# A snail starts at the origin of an argand diagram and walks along the real axis for an hour, covering a distance of 8 metres...at the end of each hour it changes its direction by Pi/2...

A snail starts at the origin of an argand diagram and walks along the real axis for an hour, covering a distance of 8 metres...

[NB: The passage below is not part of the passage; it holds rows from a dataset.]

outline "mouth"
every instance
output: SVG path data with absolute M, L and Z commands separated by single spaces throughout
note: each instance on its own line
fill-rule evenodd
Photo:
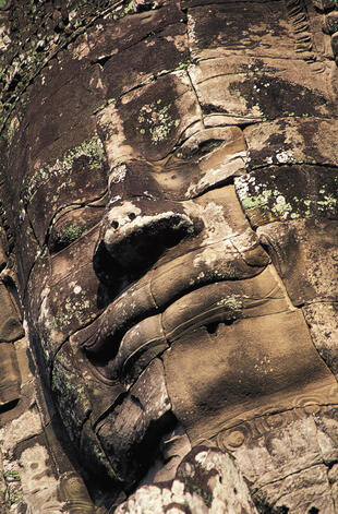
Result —
M 245 249 L 243 236 L 232 236 L 149 271 L 72 343 L 93 361 L 109 362 L 106 380 L 134 382 L 186 331 L 201 325 L 212 331 L 215 323 L 241 316 L 244 300 L 233 283 L 254 277 L 269 262 L 256 240 L 248 241 Z

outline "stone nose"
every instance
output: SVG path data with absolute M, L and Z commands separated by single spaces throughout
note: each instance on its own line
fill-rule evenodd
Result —
M 184 204 L 136 198 L 108 205 L 94 253 L 94 270 L 105 283 L 149 268 L 166 249 L 196 231 Z

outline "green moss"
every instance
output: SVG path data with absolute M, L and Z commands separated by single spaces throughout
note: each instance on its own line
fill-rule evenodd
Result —
M 113 19 L 121 20 L 121 17 L 124 17 L 126 16 L 126 14 L 130 14 L 131 12 L 134 12 L 134 11 L 135 11 L 135 2 L 134 0 L 130 0 L 122 10 L 114 13 Z
M 162 100 L 144 105 L 138 112 L 138 132 L 149 135 L 152 143 L 157 145 L 166 140 L 171 130 L 180 124 L 180 120 L 170 115 L 171 104 L 162 105 Z
M 23 200 L 29 203 L 37 190 L 49 182 L 51 178 L 64 177 L 63 182 L 57 187 L 53 200 L 57 200 L 62 189 L 67 188 L 71 181 L 71 171 L 76 159 L 80 157 L 87 157 L 87 165 L 90 169 L 99 168 L 104 164 L 104 146 L 98 136 L 84 141 L 80 145 L 67 151 L 60 159 L 57 159 L 51 165 L 46 165 L 37 169 L 33 176 L 29 177 L 24 188 Z
M 87 227 L 85 225 L 69 225 L 61 230 L 58 243 L 60 243 L 61 247 L 68 247 L 79 239 L 86 230 Z

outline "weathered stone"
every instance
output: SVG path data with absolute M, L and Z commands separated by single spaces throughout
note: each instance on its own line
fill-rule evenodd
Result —
M 197 446 L 183 459 L 171 485 L 143 486 L 116 511 L 117 514 L 135 512 L 255 514 L 257 511 L 234 462 L 215 449 Z
M 3 3 L 2 510 L 331 514 L 334 2 Z

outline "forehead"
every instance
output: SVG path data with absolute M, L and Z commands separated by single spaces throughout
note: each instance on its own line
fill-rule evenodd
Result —
M 36 80 L 12 175 L 41 238 L 58 210 L 101 195 L 116 164 L 161 160 L 203 128 L 328 113 L 285 2 L 182 9 L 104 19 Z

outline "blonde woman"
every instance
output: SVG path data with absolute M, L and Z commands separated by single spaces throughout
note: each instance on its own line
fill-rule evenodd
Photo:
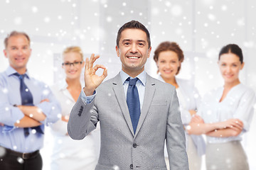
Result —
M 181 120 L 184 127 L 187 126 L 191 117 L 196 113 L 200 97 L 193 84 L 187 80 L 178 79 L 184 55 L 176 42 L 163 42 L 154 51 L 154 60 L 158 67 L 158 79 L 176 87 L 180 103 Z M 205 152 L 205 143 L 200 135 L 189 135 L 186 133 L 186 148 L 190 170 L 200 170 L 201 158 Z M 168 155 L 165 149 L 166 160 Z
M 249 130 L 256 97 L 255 91 L 239 80 L 245 64 L 242 50 L 235 44 L 224 46 L 218 64 L 224 86 L 206 95 L 188 132 L 207 135 L 208 170 L 248 170 L 240 141 L 242 134 Z
M 63 53 L 62 67 L 65 79 L 52 87 L 52 91 L 60 103 L 61 120 L 51 125 L 54 137 L 54 148 L 51 156 L 53 170 L 95 169 L 96 156 L 93 135 L 82 140 L 72 140 L 67 130 L 69 115 L 78 98 L 82 86 L 81 71 L 85 65 L 83 55 L 79 47 L 69 47 Z

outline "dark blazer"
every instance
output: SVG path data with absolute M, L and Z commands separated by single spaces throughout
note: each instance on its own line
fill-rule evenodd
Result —
M 165 140 L 171 170 L 188 169 L 174 86 L 146 74 L 145 96 L 135 134 L 119 74 L 103 82 L 96 91 L 90 104 L 79 97 L 68 123 L 70 136 L 82 140 L 100 122 L 101 147 L 96 170 L 166 170 Z

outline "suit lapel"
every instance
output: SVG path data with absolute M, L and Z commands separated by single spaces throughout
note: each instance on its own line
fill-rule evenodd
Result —
M 124 119 L 127 123 L 127 125 L 131 131 L 132 135 L 134 135 L 131 118 L 129 113 L 127 103 L 125 99 L 124 92 L 124 87 L 121 81 L 120 74 L 117 74 L 113 79 L 113 91 L 117 97 L 118 103 L 120 106 L 122 112 L 124 115 Z
M 146 115 L 149 112 L 149 107 L 153 100 L 154 94 L 155 92 L 155 83 L 153 81 L 154 79 L 146 74 L 146 89 L 145 89 L 145 95 L 143 101 L 143 106 L 142 108 L 141 115 L 139 116 L 139 120 L 138 125 L 136 130 L 135 136 L 138 134 L 143 122 L 145 120 Z M 128 112 L 129 113 L 129 112 Z

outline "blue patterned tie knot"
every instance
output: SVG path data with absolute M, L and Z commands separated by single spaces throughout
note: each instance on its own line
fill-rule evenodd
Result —
M 136 86 L 136 82 L 138 81 L 138 78 L 132 79 L 128 78 L 127 79 L 127 81 L 129 81 L 127 102 L 134 134 L 140 115 L 139 97 L 138 89 Z
M 138 81 L 138 78 L 132 79 L 128 78 L 127 80 L 129 81 L 129 86 L 135 86 L 136 82 Z

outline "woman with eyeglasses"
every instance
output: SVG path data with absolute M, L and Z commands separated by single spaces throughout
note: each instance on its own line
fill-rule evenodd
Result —
M 241 48 L 235 44 L 224 46 L 218 64 L 224 84 L 205 96 L 187 131 L 206 135 L 207 170 L 248 170 L 240 141 L 249 130 L 256 97 L 255 92 L 239 79 L 245 64 Z
M 83 86 L 80 83 L 80 74 L 85 62 L 81 49 L 79 47 L 65 48 L 63 61 L 65 79 L 51 88 L 60 103 L 62 113 L 61 119 L 50 126 L 54 138 L 50 169 L 68 170 L 72 167 L 73 170 L 92 170 L 97 163 L 93 135 L 90 134 L 82 140 L 73 140 L 67 130 L 70 113 Z

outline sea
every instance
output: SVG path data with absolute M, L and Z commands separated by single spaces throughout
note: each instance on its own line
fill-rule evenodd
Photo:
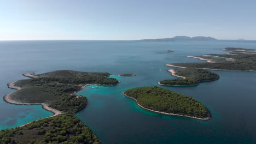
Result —
M 256 72 L 211 70 L 218 80 L 197 86 L 160 86 L 173 77 L 166 64 L 206 62 L 187 56 L 226 53 L 226 47 L 256 49 L 256 41 L 216 40 L 141 42 L 132 40 L 0 41 L 0 95 L 15 90 L 7 84 L 42 74 L 68 69 L 108 72 L 121 82 L 91 85 L 79 92 L 88 105 L 76 114 L 102 143 L 256 143 Z M 174 52 L 167 53 L 167 50 Z M 121 77 L 133 74 L 134 77 Z M 126 89 L 160 86 L 204 104 L 207 121 L 167 116 L 144 110 L 124 96 Z M 40 105 L 16 105 L 0 99 L 0 130 L 13 128 L 53 115 Z

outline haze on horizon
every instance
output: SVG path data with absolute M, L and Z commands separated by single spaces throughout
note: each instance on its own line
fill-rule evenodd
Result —
M 0 0 L 0 40 L 256 39 L 255 1 Z

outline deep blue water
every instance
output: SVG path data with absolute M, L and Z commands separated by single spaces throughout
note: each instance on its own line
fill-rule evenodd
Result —
M 219 80 L 197 87 L 166 87 L 193 97 L 212 112 L 207 122 L 165 116 L 143 110 L 122 95 L 126 89 L 158 86 L 174 79 L 165 64 L 198 62 L 188 55 L 225 53 L 225 47 L 256 49 L 256 41 L 0 41 L 0 94 L 13 92 L 7 83 L 36 74 L 71 69 L 132 73 L 114 75 L 115 86 L 90 86 L 79 92 L 88 98 L 86 107 L 77 114 L 96 133 L 103 143 L 256 143 L 256 73 L 213 71 Z M 167 50 L 174 52 L 166 53 Z M 14 128 L 52 113 L 40 105 L 21 106 L 0 100 L 0 129 Z

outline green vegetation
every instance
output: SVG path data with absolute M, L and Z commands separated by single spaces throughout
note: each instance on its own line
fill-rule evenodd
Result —
M 209 111 L 196 99 L 159 87 L 144 87 L 127 90 L 124 94 L 135 99 L 145 108 L 159 112 L 200 118 L 207 118 Z
M 119 74 L 118 76 L 134 76 L 135 75 L 131 74 Z
M 227 48 L 226 48 L 227 49 Z M 230 48 L 231 49 L 231 48 Z M 252 49 L 234 48 L 252 51 Z M 254 51 L 254 50 L 253 50 Z M 215 63 L 174 63 L 173 65 L 191 68 L 207 68 L 219 70 L 256 70 L 256 54 L 242 51 L 235 51 L 230 52 L 235 55 L 208 54 L 207 56 L 218 57 L 213 58 L 208 57 L 211 61 Z M 197 56 L 201 57 L 201 56 Z
M 199 82 L 192 79 L 177 79 L 165 80 L 159 82 L 160 84 L 172 86 L 190 86 L 199 85 Z
M 90 143 L 100 141 L 80 119 L 65 114 L 0 131 L 0 143 Z
M 160 84 L 170 86 L 194 86 L 201 82 L 213 81 L 219 79 L 219 75 L 203 69 L 176 69 L 175 74 L 186 77 L 184 79 L 177 79 L 160 81 Z
M 22 89 L 12 94 L 14 100 L 26 103 L 48 104 L 62 112 L 75 113 L 87 104 L 87 99 L 77 95 L 88 83 L 116 85 L 115 79 L 106 73 L 58 70 L 37 75 L 38 77 L 20 80 L 15 86 Z
M 24 127 L 0 131 L 0 143 L 90 143 L 100 140 L 73 115 L 87 104 L 87 98 L 75 93 L 88 83 L 116 85 L 106 73 L 58 70 L 20 80 L 21 89 L 11 94 L 22 103 L 45 103 L 65 113 L 34 121 Z
M 243 50 L 243 51 L 254 51 L 254 49 L 248 49 L 245 48 L 237 48 L 237 47 L 226 47 L 224 48 L 223 50 L 227 51 L 235 51 L 235 50 Z

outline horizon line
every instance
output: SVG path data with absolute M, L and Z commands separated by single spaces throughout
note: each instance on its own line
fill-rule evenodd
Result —
M 91 41 L 100 41 L 100 40 L 106 40 L 106 41 L 134 41 L 134 40 L 140 40 L 144 39 L 165 39 L 165 38 L 157 38 L 157 39 L 13 39 L 13 40 L 0 40 L 0 41 L 43 41 L 43 40 L 91 40 Z M 256 40 L 254 39 L 216 39 L 216 40 Z M 174 40 L 174 41 L 186 41 L 186 40 Z M 190 40 L 188 40 L 190 41 Z M 191 40 L 190 40 L 191 41 Z M 196 41 L 196 40 L 195 40 Z M 198 40 L 198 41 L 204 41 L 204 40 Z M 207 41 L 207 40 L 206 40 Z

at the end of each hour it changes its direction by Pi/2 anticlockwise; and in each hour it walks half as far as it did in the previous hour. Find where it is after 4 hours,

sciencesolve | Certified Educator

To calculate the position the snail has on the real axis x, after 4 hours, you need to use the following formula:

`((2^(4-4))*(2^(4+1) - 2cos(4pi/2) + sin(4pi/2)))/(4+1) = ((2^0)*(2^5 - 2cos2pi + sin2pi))/5`

Replacing sin 2pi = 0 and cos 2pi = 1 yields:

`((2^(4-4))*(2^(4+1) - 2cos(4pi/2) + sin(4pi/2)))/(4+1) = (32-2)/5`

`` `((2^(4-4))*(2^(4+1) - 2cos(4pi/2) + sin(4pi/2)))/(4+1) = 30/5`

`((2^(4-4))*(2^(4+1) - 2cos(4pi/2) + sin(4pi/2)))/(4+1) = 6`

x = 6

To calculate the position the snail has on the imaginary axis y, after 4 hours, you need to use the following formula:

`y = 2^4*(2^4 - 1)(cos 2pi + 2sin 2pi)/(2^4*5)`

Reducing by `2^4`  yields:

`y = (15*1)/5 =gt y = 3`

After 4 hours, the snail is at the position z = 6 + 3i on Argand's Diagram.

embizze | Certified Educator

Let each unit on the axes represent 1meter.

(1) After 1 hour the snail is at (8+0`i` )

(2) During hour two, the snail travels half as far (4 units) parallel to the `i` axis, thus it arrives at (8+4`i` )

(3) During hour three, the snail moves parallel to the real axis in the negative direction 2 units thus ending up at (6+4`i` )

(4) During hour four, the snail moves parallel to the `i` axis in the negative direction 1unit, thus arriving at (6+3`i` ).